Language detection guide for Python

The MediaPipe Language Detector task lets you identify the language of a piece of text. These instructions show you how to use the Language Detector with Python. The code sample described in these instructions is available on GitHub.

You can see this task in action by viewing the demo. For more information about the capabilities, models, and configuration options of this task, see the Overview.

Code example

The example code for Language Detector provides a complete implementation of this task in Python for your reference. This code helps you test this task and get started on building your own language detection feature. You can view, run, and edit the Language Detector example code using just your web browser.

Setup

This section describes key steps for setting up your development environment and code projects specifically to use Language Detector. For general information on setting up your development environment for using MediaPipe tasks, including platform version requirements, see the Setup guide for Python.

Packages

Language Detector uses the mediapipe pip package. You can install the dependency with the following:

$ python -m pip install mediapipe

Imports

Import the following classes to access the Language Detector task functions:

import mediapipe as mp
from mediapipe.tasks import python
from mediapipe.tasks.python import text

Model

The MediaPipe Language Detector task requires a trained model that is compatible with this task. For more information on available trained models for Language Detector, see the task overview Models section.

Select and download the model, and then store it within your project directory:

model_path = '/absolute/path/to/language_detector.tflite'

Specify the path of the model with the BaseOptions object model_asset_path parameter, as shown below:

base_options = BaseOptions(model_asset_path=model_path)

Create the task

The MediaPipe Language Detector task uses the create_from_options function to set up the task. The create_from_options function accepts values for configuration options to set the detector options. You can also initialize the task using the create_from_model_path factory function. The create_from_model_path function accepts a relative or absolute path to the trained model file. For more information on configuring tasks, see Configuration options.

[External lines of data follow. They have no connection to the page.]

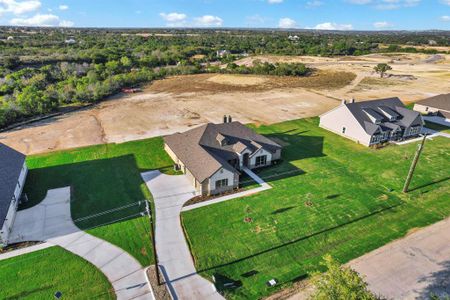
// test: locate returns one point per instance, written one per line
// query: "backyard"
(53, 269)
(330, 195)
(107, 192)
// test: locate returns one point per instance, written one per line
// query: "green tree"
(339, 283)
(382, 69)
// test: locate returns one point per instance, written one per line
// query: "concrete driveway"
(51, 221)
(174, 257)
(412, 267)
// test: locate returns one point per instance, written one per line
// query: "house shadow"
(438, 283)
(103, 191)
(296, 147)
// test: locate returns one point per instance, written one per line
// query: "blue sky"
(319, 14)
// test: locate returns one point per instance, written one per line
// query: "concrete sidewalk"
(174, 258)
(51, 221)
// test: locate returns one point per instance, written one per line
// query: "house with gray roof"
(212, 155)
(373, 122)
(13, 171)
(437, 106)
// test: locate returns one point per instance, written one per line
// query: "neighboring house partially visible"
(373, 122)
(213, 155)
(437, 106)
(13, 171)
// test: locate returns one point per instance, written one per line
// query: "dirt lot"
(180, 102)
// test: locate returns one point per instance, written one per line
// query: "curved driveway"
(51, 221)
(174, 257)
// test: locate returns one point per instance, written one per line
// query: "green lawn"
(102, 178)
(53, 269)
(437, 127)
(331, 195)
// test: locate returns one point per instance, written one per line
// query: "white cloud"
(387, 4)
(382, 24)
(65, 23)
(208, 20)
(333, 26)
(18, 7)
(41, 20)
(174, 19)
(287, 23)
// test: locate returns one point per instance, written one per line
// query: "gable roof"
(11, 162)
(202, 153)
(378, 109)
(440, 102)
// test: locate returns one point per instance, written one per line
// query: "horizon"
(342, 15)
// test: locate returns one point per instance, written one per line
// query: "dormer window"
(389, 113)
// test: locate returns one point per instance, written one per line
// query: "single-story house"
(13, 172)
(373, 122)
(212, 155)
(437, 106)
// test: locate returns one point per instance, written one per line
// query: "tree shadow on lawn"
(303, 238)
(296, 147)
(96, 187)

The following code demonstrates how to build and configure this task.

base_options = python.BaseOptions(model_asset_path=model_path)
options = text.LanguageDetectorOptions(base_options=base_options)

Configuration options

This task has the following configuration options for Python applications:

Option Name Description Value Range Default Value
max_results Sets the optional maximum number of top-scored language predictions to return. If this value is less than zero, all available results are returned. Any positive numbers -1
score_threshold Sets the prediction score threshold that overrides the one provided in the model metadata (if any). Results below this value are rejected. Any float Not set
category_allowlist Sets the optional list of allowed language codes. If non-empty, language predictions whose language code is not in this set will be filtered out. This option is mutually exclusive with category_denylist and using both results in an error. Any strings Not set
category_denylist Sets the optional list of language codes that are not allowed. If non-empty, language predictions whose language code is in this set will be filtered out. This option is mutually exclusive with category_allowlist and using both results in an error. Any strings Not set

Prepare data

Language Detector works with text (str) data. The task handles the data input preprocessing, including tokenization and tensor preprocessing. All preprocessing is handled within the detect function. There is no need for additional preprocessing of the input text beforehand.

input_text = 'The input text to be classified.'

Run the task

The Language Detector uses the detect function to trigger inferences. For language detection, this means returning the possible languages for the input text.

The following code demonstrates how to execute the processing with the task model.

with python.text.LanguageDetector.create_from_options(options) as detector:
  detection_result = detector.detect(input_text)

Handle and display results

The Language Detector outputs a LanguageDetectorResult consisting of a list of language predictions along with the probabilities for those predictions. The following shows an example of the output data from this task:

LanguageDetectorResult:
  LanguagePrediction #0:
    language_code: "fr"
    probability: 0.999781

This result has been obtained by running the model on the input text: "Il y a beaucoup de bouches qui parlent et fort peu de têtes qui pensent.".

For an example of the code required to process and visualize the results of this task, see the Python sample app.